# Pearle Malt



## milob40 (29/2/12)

i bought some pearle malt to make a particular recipe from the db but can't remember what recipe it was,
any suggestions or can i just sub it for ale malt?


----------



## Ross (29/2/12)

Excellent all round ale malt - generally our british ale malt of choice in the brewery.

cheers Ross


----------



## fawnroux (29/2/12)

I second that. 

I use it in a best bitter.
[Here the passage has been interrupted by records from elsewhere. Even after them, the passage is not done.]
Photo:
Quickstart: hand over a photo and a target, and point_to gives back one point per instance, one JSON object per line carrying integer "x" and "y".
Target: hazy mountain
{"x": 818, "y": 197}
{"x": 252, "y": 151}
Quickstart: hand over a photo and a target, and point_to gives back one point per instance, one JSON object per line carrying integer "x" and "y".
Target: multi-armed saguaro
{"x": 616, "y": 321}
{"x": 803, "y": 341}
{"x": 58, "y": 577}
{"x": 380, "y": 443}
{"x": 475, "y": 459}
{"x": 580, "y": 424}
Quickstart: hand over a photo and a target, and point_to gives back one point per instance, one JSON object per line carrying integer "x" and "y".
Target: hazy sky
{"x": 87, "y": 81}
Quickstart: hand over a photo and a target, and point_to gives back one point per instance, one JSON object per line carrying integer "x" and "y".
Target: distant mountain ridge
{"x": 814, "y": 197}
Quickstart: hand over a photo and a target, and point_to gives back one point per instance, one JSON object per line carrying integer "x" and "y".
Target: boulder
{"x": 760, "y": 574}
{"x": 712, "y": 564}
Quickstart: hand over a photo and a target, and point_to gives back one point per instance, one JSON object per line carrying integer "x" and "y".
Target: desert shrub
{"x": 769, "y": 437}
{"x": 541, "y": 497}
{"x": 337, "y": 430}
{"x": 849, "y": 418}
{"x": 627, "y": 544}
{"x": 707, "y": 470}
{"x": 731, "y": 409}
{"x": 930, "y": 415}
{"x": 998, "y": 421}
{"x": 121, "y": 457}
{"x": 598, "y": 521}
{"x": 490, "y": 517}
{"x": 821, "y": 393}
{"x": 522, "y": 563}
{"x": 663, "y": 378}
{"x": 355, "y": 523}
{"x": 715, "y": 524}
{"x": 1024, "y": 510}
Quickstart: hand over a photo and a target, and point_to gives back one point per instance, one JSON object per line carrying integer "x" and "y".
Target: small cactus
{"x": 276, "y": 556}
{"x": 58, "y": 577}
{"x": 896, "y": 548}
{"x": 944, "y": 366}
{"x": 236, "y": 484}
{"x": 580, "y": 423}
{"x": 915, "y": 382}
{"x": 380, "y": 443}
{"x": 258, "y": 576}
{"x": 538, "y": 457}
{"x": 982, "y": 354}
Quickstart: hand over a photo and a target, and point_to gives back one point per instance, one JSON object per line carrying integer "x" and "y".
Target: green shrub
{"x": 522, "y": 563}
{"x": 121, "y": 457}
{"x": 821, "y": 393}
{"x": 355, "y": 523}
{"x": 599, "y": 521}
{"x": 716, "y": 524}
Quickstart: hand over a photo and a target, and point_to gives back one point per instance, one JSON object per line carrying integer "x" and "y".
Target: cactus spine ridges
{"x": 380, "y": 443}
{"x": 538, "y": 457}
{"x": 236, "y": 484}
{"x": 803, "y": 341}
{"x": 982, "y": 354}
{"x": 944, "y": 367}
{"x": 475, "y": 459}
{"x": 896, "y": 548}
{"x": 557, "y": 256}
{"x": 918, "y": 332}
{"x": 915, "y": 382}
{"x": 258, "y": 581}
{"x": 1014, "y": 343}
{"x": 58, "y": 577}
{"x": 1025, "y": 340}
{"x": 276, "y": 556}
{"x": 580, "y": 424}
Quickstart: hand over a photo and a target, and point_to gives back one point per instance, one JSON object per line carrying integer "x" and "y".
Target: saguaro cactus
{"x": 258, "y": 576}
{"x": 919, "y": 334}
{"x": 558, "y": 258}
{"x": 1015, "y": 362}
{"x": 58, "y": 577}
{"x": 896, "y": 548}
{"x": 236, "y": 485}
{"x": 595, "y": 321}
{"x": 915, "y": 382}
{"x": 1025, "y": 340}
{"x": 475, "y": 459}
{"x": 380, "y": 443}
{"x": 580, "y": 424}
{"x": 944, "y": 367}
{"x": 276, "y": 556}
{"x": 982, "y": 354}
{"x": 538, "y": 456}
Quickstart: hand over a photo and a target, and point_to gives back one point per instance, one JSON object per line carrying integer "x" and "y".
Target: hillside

Tasty beer


----------



## Lord Raja Goomba I (29/2/12)

My fave base malt.

Can be used for APA, AIPA, ESB, Standard Bitter, low abv English Pale Ale (with Willamette and 3.5% - excellent beer).

Plays well with:

Anything crystal
Rye/Caramel Rye
Wheat/Red Wheat
Cara-justaboutanything

It seems to (and this is purely from experience, rather than a theoretically based dissertation) have excellent diastatic power for getting the most sugaz from spec malts.

Look for any of my APA on the recipedb, all of them use it as a base - and there are feedbacks from others who've used the recipe.

And with Ross selling 5kg of it at 3.50 per kg, I'm never unhappy.


----------



## goldstar (29/2/12)

Also agree with all comments above. It makes it in as my base malt in my Pommy and Yank beers. Go nuts!


----------